Work hours will continue to be controlled in accordance with NRC
requirements. The new rule allows for deviations from controls to
mitigate or prevent a condition adverse to safety or as necessary to
maintain the security of the facility. This ensures that the new
rule will not restrict work hours and thereby create the possibility
of a new or different kind of accident from any accident previously
evaluated.
The proposed changes do not alter plant configuration, require
that new plant equipment be installed, alter assumptions made about
accidents previously evaluated, add any initiators, or affect the
function of plant systems or the manner in which systems are
operated, maintained, modified, tested, or inspected.
Therefore, it is concluded that this change does not create the
possibility of a new or different kind of accident from any accident
previously evaluated.
3. Do the proposed changes involve a significant reduction in a
margin of safety?
Response: No.
The proposed changes remove TS controls on working hours for
personnel who perform safety related functions. The TS controls are
superseded by the worker fatigue requirements in 10 CFR Part 26. The
proposed changes do not involve any physical changes to the plant or
the manner in which plant systems are operated, maintained,
modified, tested, or inspected. The proposed changes do not alter
the manner in which safety limits, limiting safety system settings
or limiting conditions for operation are determined. The safety
analysis acceptance criteria are not affected by this change. The
proposed changes will not result in plant operation in a
configuration outside the design basis. The proposed changes will
not adversely affect systems that respond to safely shut down the
plant and to maintain the plant in a safe shutdown condition.

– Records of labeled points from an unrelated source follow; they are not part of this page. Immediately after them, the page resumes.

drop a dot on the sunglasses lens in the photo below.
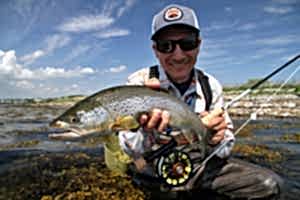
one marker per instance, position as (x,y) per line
(164,46)
(188,44)
(168,46)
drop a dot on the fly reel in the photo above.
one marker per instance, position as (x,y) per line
(175,168)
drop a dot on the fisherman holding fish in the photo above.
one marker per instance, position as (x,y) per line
(176,45)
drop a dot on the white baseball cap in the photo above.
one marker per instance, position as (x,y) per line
(174,14)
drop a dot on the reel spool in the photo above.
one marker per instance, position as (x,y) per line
(175,168)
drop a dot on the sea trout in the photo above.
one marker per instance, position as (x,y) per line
(118,108)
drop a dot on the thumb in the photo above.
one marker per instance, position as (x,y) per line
(203,114)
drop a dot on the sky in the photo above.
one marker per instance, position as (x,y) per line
(52,48)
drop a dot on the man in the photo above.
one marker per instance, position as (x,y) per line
(176,44)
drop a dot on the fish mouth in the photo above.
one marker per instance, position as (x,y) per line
(66,130)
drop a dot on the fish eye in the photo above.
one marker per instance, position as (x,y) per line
(74,119)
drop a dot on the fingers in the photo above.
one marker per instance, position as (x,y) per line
(154,119)
(207,119)
(153,83)
(217,137)
(165,118)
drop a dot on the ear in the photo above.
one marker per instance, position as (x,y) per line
(199,41)
(154,49)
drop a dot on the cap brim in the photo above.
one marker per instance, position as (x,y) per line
(155,35)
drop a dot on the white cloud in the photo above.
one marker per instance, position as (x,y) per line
(86,23)
(221,25)
(127,6)
(117,69)
(112,7)
(278,40)
(10,68)
(112,33)
(56,41)
(24,84)
(30,58)
(277,10)
(247,27)
(77,51)
(261,53)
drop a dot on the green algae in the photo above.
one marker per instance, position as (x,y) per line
(61,176)
(258,151)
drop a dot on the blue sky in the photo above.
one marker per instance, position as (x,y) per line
(61,47)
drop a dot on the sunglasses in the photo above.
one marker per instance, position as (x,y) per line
(185,44)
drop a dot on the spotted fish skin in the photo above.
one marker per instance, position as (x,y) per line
(96,113)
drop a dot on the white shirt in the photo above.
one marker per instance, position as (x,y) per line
(134,142)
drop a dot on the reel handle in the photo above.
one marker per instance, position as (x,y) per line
(164,149)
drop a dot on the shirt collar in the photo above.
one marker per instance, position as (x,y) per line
(165,83)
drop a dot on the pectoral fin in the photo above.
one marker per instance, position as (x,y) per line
(124,123)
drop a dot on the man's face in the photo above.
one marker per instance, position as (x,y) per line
(177,62)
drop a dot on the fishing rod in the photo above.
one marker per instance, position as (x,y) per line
(256,85)
(198,170)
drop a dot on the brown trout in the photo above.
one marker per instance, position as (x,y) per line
(118,108)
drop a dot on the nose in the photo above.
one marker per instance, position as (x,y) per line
(178,53)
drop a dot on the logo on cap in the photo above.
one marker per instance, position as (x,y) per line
(173,13)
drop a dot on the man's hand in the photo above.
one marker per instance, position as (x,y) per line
(215,122)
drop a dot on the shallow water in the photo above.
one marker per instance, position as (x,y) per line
(33,166)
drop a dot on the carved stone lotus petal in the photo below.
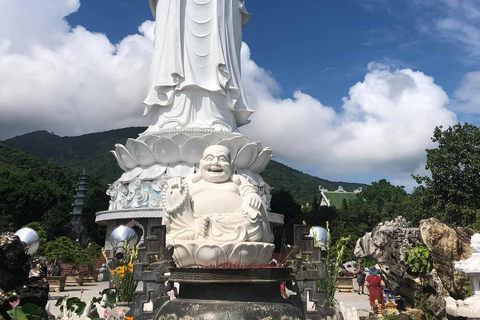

Removal of plant-specific TS administrative requirements will
not reduce a margin of safety because the requirements in 10 CFR
Part 26 are adequate to ensure that worker fatigue is managed.
Therefore, it is concluded that these changes do not involve a
significant reduction in a margin of safety.
The NRC staff has reviewed the licensee's analysis and, based on
this review, it appears that the three standards of 10 CFR 50.92(c) are
satisfied. Therefore, the NRC staff proposes to determine that the
amendment request involves no significant hazards consideration.
Attorney for licensee: David T. Conley, Associate General Counsel
II--Legal Department, Progress Energy Service Company, LLC, Post Office
Box 1551, Raleigh, NC 27602.
NRC Branch Chief: Thomas H. Boyce.
Entergy Operations, Inc., Docket No. 50-368, Arkansas Nuclear One, Unit
No. 2, Pope County, Arkansas
Date of amendment request: November 13, 2008.
Description of amendment request: The proposed change will modify
Technical Specification (TS) 3.3.1.1, ``Reactor Protective
Instrumentation.'' Specifically, Table 4.3-1 and the associated Notes 7
and 8 will be revised to clarify and streamline the reactor coolant
system (RCS) flow verification requirements associated with the
departure from nucleate boiling ratio (DNBR) reactor trip signal.
Basis for proposed no significant hazards consideration
determination: As required by 10 CFR 50.91(a), the licensee has
provided its analysis of the issue of no significant hazards
consideration, which is presented below:
1. Does the proposed change involve a significant increase in
the probability or consequences of an accident previously evaluated?
Response: No.
The CPC [Core Protection Calculator] reactor protective function
is not considered an accident initiator. The primary function is to
initiate an automatic reactor trip signal when specific plant
conditions are reached, thereby limiting the consequences of an
accident. The proposed change acts to eliminate unnecessary
conservatisms and accordingly increase operational margin by
eliminating the requirement to use
[[Page 4770]]
calorimetric flow measurement in the CPC flow verification. This
method of verification will normally only be used in the future
during periods when the COLSS [Core Operating Limits Supervisory
System] RCP [Reactor Coolant Pump] [Delta] p flow measurement is
unavailable. Regardless of the method of verification used, the CPC
will continue to be verified to have an indicated RCS flow equal to
or conservative relative to the measured RCS flow on a once per 12-
hour basis. In so doing, the CPC will continue to act to generate a
reactor trip on low DNBR as originally designed in order to ensure
the DNBR reactor core Safety Limit is not exceeded.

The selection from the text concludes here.